# Buying AIB shares



## thespecialon (20 Jan 2009)

Hi, 

I am looking to buy 500 eur worth of AIB shares.Can I just go into an AIB branch and buy these? Do I pay a commission on buying and selling these?
IF in a few motnhs I want to sell them, how do I go about it then?

Rgds,

T


----------



## barryl (20 Jan 2009)

You need to open an account with a stockbroker,phone trades are 100e for 500e trade or 25e online with davy


----------



## 8till8 (20 Jan 2009)

OP: not many banks still offer over-the-counter share dealing service, and you'd probably need to be a customer to avoid the whole money-laundering identification procedure.
Sharewatch offer a once-off share purchase service


----------



## TomOC (20 Jan 2009)

I think NIB online share account has one of the lowest commisions for buying and selling shares.


----------



## Brendan Burgess (20 Jan 2009)

Folks 

Please remember the Posting Guidelines. We do not allow discussion of the price of shares. I have had to delete posts from this thread.

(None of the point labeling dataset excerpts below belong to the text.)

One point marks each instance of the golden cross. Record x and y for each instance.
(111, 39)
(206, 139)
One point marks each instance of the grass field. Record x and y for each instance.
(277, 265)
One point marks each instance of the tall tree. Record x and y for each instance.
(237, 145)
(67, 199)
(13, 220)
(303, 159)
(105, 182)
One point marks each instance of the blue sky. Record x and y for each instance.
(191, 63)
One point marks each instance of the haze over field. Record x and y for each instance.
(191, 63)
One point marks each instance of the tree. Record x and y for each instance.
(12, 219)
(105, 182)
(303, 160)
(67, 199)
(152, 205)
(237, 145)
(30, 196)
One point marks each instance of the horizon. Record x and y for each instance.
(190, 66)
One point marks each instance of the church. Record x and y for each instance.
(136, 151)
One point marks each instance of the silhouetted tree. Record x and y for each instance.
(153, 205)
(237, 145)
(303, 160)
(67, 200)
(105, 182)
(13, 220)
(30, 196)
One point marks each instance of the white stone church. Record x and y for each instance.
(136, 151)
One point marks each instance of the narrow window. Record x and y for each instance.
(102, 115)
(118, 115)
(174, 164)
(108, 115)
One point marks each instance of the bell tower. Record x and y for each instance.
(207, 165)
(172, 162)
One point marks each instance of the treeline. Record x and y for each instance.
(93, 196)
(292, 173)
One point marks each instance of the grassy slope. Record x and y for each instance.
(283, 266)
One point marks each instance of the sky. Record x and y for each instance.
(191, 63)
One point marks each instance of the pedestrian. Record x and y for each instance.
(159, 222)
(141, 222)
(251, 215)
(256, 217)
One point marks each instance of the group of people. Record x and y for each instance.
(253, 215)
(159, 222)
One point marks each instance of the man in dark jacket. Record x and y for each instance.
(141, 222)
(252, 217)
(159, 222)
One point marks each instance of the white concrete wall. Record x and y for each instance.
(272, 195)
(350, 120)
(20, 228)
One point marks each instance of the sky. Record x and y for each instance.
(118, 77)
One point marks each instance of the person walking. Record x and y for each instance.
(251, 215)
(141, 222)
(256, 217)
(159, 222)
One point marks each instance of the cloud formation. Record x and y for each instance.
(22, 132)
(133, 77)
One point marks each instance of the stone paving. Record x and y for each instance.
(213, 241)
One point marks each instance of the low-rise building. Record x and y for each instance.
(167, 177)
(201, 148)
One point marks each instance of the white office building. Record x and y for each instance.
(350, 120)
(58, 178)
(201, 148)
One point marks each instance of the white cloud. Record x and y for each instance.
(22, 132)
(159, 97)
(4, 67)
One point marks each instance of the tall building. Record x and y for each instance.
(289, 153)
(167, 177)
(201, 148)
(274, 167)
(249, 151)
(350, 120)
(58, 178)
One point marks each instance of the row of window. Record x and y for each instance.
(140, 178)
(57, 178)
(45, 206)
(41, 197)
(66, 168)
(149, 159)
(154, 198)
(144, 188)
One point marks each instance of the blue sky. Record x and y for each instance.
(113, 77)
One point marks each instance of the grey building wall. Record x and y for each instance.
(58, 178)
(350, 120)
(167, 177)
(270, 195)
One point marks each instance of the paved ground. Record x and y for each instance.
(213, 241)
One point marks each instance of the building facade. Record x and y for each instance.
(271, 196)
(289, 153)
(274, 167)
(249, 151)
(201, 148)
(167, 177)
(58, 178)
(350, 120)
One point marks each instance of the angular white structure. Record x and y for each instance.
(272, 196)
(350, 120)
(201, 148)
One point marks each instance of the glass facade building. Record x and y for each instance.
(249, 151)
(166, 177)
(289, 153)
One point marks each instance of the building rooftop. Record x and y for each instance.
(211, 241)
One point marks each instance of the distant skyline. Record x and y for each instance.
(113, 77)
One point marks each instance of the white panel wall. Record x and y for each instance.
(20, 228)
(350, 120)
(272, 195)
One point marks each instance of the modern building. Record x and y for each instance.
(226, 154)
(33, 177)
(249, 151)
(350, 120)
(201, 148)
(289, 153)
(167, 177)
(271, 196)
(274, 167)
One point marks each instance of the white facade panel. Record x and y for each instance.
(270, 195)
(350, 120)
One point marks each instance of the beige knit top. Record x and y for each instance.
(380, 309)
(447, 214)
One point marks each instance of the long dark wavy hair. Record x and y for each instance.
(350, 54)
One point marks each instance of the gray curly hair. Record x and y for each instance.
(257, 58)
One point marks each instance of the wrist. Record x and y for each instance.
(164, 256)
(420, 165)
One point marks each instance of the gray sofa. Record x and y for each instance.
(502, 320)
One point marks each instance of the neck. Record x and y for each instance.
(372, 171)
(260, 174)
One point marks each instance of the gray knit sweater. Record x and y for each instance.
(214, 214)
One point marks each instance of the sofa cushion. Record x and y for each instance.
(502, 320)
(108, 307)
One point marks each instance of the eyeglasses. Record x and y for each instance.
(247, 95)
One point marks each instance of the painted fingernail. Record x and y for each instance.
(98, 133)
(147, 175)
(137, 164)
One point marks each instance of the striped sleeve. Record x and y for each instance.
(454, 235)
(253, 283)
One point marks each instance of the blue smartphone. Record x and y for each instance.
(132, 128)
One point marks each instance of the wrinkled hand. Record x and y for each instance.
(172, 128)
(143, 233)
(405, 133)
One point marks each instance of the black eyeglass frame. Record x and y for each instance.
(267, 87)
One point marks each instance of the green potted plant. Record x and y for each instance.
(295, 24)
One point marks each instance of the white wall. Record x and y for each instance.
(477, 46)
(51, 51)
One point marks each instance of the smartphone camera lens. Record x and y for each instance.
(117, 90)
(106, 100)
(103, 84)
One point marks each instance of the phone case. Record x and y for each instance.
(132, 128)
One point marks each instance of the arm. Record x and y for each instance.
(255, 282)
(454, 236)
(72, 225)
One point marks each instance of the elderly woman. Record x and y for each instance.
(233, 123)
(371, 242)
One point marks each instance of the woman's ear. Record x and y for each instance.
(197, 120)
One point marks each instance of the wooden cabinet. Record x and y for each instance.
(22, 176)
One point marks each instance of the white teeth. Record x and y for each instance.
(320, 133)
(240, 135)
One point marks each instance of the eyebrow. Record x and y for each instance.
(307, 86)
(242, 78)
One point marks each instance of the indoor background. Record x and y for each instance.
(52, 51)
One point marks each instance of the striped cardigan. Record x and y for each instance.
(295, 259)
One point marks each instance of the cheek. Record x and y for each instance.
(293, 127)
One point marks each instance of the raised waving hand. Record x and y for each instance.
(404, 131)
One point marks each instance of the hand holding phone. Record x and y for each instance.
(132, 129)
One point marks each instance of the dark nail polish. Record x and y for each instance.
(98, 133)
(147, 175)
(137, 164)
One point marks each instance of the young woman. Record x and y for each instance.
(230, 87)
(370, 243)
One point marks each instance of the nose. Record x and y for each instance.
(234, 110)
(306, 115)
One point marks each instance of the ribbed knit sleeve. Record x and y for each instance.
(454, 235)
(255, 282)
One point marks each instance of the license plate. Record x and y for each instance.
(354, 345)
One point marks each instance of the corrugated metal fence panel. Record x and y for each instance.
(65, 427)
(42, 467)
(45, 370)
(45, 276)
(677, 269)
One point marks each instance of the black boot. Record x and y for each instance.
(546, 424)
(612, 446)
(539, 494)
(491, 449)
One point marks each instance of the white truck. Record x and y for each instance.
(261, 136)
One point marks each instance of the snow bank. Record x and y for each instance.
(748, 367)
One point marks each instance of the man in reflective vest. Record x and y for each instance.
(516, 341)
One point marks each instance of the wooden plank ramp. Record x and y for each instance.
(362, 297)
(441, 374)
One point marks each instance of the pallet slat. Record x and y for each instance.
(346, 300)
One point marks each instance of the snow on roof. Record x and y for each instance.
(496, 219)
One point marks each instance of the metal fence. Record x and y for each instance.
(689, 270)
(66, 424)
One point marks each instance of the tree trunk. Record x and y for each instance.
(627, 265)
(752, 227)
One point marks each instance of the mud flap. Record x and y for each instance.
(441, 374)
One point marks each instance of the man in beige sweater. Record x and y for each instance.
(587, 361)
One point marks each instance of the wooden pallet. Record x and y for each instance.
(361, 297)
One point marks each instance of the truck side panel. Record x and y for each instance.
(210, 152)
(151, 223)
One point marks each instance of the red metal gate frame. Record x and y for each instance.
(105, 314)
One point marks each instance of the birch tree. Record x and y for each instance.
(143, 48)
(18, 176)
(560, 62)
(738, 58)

Answer the question asked, or stay quiet.


----------



## Michael (20 Jan 2009)

Don't use a Broker. Open a Worldspreads account. It is much cheaper/better better when trading in small amounts.


----------



## eldra (20 Jan 2009)

I trade with a company called www.odlsecurities.com based in the UK and find them very good. ODL are a Online Discount Broker with 

Flat fees. All round low cost
They trade all markets
They accept Euros
No set up Fees
No on going charges other than the cost of Buying and Selling
They give you Interest on monies in your account.. I think- 1.5% below Libor rate
ODL are over in Dublin to promote their business and are holding an Open invitation Free Workshop in Stillorgan Park Hotel at 6.30pm on the 11th of Feb. I attended their last Workshop. They go through their trading platform, how to trade online, the costs and the products they have on offer plus a Q & A. Might be worth a look. Whoever you trade with, keep your costs low and ask the right questions to suit your needs. There is no harm having a couple of accounts open with different brokers. The majority of Irish people only ask one question before opening a Trading Account 'What commission do you charge' and ignore the ongoing charges, F/X charges, do they give you interest on your account, do they trade all markets etc...


----------



## WaterSprite (20 Jan 2009)

thespecialon said:


> Hi,
> 
> I am looking to buy 500 eur worth of AIB shares.Can I just go into an AIB branch and buy these? Do I pay a commission on buying and selling these?
> IF in a few motnhs I want to sell them, how do I go about it then?
> ...



I believe you can buy bank shares in the bank itself.  Yes, if you will pay commission when you buy.  When you sell,  you could also sell through a bank branch.  Yes, you will pay a commission when you sell.  See previous thread here.  Boards.ie thread on same topic here.  Just call into a branch and ask is the best thing.


----------



## thespecialon (21 Jan 2009)

Thanks guys,

Brought the shares at an AIB branch yesterday..No fuss just go up to counter and ask..Their commission is 100Eur min on either buying or selling or 1% of value whichever is greater.

T


----------



## demoivre (21 Jan 2009)

thespecialon said:


> Thanks guys,
> 
> Brought the shares at an AIB branch yesterday..No fuss just go up to counter and ask..Their commission is 100Eur min on either buying or selling or 1% of value whichever is greater.
> 
> T



So on €500 worth of shares bought through AIB you pay €200 in commission and €5 stamp duty for the round trip ie buy and sell. You will need about a 40% rise in the value of the share to cover the outlay !!! No offence but you need to rethink your strategy fairly sharpish.


----------



## jimbobman (21 Jan 2009)

100 euro . are you mad.


----------



## Chocks away (21 Jan 2009)

Well, are you or not?


----------